The money raised will be applied toward a projected $8.4 billion in capital projects over the next five years, mostly providing expanded market access for Marcellus and Utica drillers. The projects are backed by long-term, fee-based agreements just like 95% of Columbia’s current revenue.

The investments will support CPG’s plans to provide average annual dividend growth of 15% over the next five years.

The spinoff will be accomplished on July 1 via the tax-free issuance of one CPGX share for every NI share, to shareholders of record as of June 19. That means NI shares must be purchased by June 16 to qualify for the CPGX stock dividend. CPGX will begin trading on a when-issued basis on June 17, which is when we’ll get the first inkling of how the market values its high growth trajectory and its initial annual dividend of 50 cents a share.

With the CPPL affiliate yielding 2.5% despite the coming drain from incentive distribution rights, it’s hard to see CPGX initially yielding more than 1.6% or so. That would equate to a share price of $31.25. Based on NI’s current share price of $46.35 the value of the post-spinoff utility stub would then presumably be $15.10 a share.

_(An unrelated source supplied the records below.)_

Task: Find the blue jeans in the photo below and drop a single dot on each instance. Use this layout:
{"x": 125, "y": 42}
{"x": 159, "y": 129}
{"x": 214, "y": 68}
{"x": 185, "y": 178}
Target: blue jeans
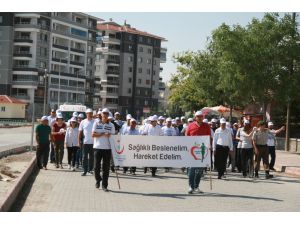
{"x": 195, "y": 174}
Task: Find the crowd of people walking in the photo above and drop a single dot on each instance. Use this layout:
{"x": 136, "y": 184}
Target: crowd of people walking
{"x": 239, "y": 147}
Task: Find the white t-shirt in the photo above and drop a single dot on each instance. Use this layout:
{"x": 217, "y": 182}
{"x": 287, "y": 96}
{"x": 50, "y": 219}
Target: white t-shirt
{"x": 86, "y": 126}
{"x": 102, "y": 128}
{"x": 168, "y": 131}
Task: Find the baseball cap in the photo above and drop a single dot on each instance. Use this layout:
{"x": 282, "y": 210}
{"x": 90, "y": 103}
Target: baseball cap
{"x": 222, "y": 120}
{"x": 128, "y": 117}
{"x": 198, "y": 113}
{"x": 73, "y": 119}
{"x": 214, "y": 120}
{"x": 105, "y": 110}
{"x": 44, "y": 118}
{"x": 89, "y": 111}
{"x": 169, "y": 119}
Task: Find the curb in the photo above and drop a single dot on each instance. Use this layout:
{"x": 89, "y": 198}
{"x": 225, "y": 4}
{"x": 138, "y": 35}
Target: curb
{"x": 13, "y": 193}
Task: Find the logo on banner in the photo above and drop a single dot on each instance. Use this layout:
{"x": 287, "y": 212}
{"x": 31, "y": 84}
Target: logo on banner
{"x": 199, "y": 152}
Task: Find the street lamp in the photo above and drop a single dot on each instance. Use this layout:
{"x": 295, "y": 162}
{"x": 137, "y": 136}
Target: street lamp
{"x": 46, "y": 75}
{"x": 58, "y": 102}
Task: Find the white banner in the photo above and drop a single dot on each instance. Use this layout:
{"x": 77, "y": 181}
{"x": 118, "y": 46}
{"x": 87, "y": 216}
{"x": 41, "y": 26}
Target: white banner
{"x": 161, "y": 151}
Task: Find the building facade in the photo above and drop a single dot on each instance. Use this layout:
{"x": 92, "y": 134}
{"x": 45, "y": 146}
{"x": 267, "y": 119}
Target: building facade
{"x": 128, "y": 65}
{"x": 52, "y": 52}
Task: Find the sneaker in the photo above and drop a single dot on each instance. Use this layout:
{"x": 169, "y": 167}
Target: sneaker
{"x": 190, "y": 190}
{"x": 197, "y": 190}
{"x": 105, "y": 189}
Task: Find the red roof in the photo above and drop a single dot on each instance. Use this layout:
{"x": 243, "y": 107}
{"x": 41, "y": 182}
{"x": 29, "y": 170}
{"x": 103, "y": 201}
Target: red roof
{"x": 117, "y": 27}
{"x": 7, "y": 99}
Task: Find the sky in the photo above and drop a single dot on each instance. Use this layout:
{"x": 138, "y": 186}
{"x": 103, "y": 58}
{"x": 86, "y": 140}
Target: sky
{"x": 183, "y": 31}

Which seems too low, because the stub plans to pay an annual dividend of 62 cents a share, for an extrapolated yield of 4.1%.

The hope here is that the market is underestimating the embedded value of CPG within NiSource, which might mean a quick gain for shareholders participating in the split if the standalone CPG gets bid up like comparable high-growth midstream general partners.

We’re recommending the purchase of NI shares by June 16 mainly for the CPGX stock dividend. Once the spinoff is completed, we will reassess the wisdom of holding on to the NiSource stub. At that point CPGX will reside in the Growth Portfolio, while NI would qualify as a Conservative recommendation.

Note that CPG will start out with $2.7 billion of debt after extinguishing a $1.2 billion of intracompany debt and paying NiSource a $1.45 billion dividend. But the debt burden will fall within industry norms and both CPG and NiSource are expected to retain investment-grade credit ratings.

It seems likely that NiSource and CPG will be worth more after the split than ever before as a single entity. Buy NI by June 16 below $50 or CPGX-WI thereafter below $34.

Stock Talk

Gary Bishop

Gary Bishop

Is CPG suitable for tax deferred accounts?

Igor Greenwald

Igor Greenwald

Yes, CPG will be a dividend paying corporation reporting payouts on a 1099.